When we understand that hypnosis is a natural process, and trust our hypnotist, we allow our conscious mind to step aside, open the door to our subconscious, and find riches beyond compare. Riches to use as tools in our own lives to find unexpected, clever, subtle, and meaningful solutions to our problems: riches in the form of images, songs, conversations, relationships, and memories still stored in our muscles.
For example, a small group of us hypnotized a woman who wanted to enter a triathlon, but she had a near-drowning experience so every time she swam, she “hit a wall” and couldn’t finish the race. She had a dolphin tattoo that I asked her about when we talked before putting her in a trance. We talked about how dolphins save lives in the water.
During her hypnosis session, a dolphin came to swim with her. They swam together in a hypnotic rhythm, and she felt completely safe, guarded by the dolphin. Other guides and protectors, important resources we’d discussed prior to inducing a trance, came to be with her as well. We also gave her many positive suggestions for success, all of which she asked for and we clarified, before inducing a state of hypnosis. She was able to visualize, feel, and complete her swim. When we emerged her from hypnosis, she felt her block was gone. She felt confident about moving forward and swimming through the wall. She felt in her body that she’d already done it successfully. Now it was just a matter of living it.
This brings up another key to a positive hypnosis session. The hypnotist interviews the client and learns the goals and resources of the client. It is those goals, phrased in the client’s language, that are suggested to the client in hypnosis. Don’t you wish your TV would do that?
Using Autosuggestions In Self-Hypnosis
You can also do this for yourself at night when you go to sleep and in the morning when you wake up. Émile Coué, a French psychologist and pharmacist who lived in the late 19th and early 20th centuries and researched hypnosis, coined this familiar autosuggestion: “Every day in every way I’m getting better and better.”1
Try that autosuggestion when you go to bed and when you wake up. Let those words slow down and expand in your mind. Let all the ways you’re getting better rise to the surface of your mind. Hypnotize yourself with slow rhythmic breathing and give yourself this positive suggestion. Or make up another one. See for yourself how positive suggestions in a state of self-hypnosis improve how you feel and experience yourself. Note your experiences and watch as subtle and obvious changes take place.

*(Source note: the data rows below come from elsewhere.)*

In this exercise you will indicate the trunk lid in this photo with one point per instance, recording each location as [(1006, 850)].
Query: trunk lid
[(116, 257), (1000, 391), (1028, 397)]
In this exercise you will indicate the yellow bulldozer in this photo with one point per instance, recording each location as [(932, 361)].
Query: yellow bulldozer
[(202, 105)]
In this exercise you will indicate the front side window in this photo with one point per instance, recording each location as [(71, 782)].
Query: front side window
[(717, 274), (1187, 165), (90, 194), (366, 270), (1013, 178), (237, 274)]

Then imagine working with a trustworthy hypnotist, one who listens to your concerns and mirrors back positive tools and suggestions from your rich subconscious. This kind of work is a gift to yourself, a tune-up for the mind and spirit, that does not inspire fear, but rather awe at the possibilities for empowering us to reach our goals while experiencing deep relaxation along the way. Now that seems like real magic.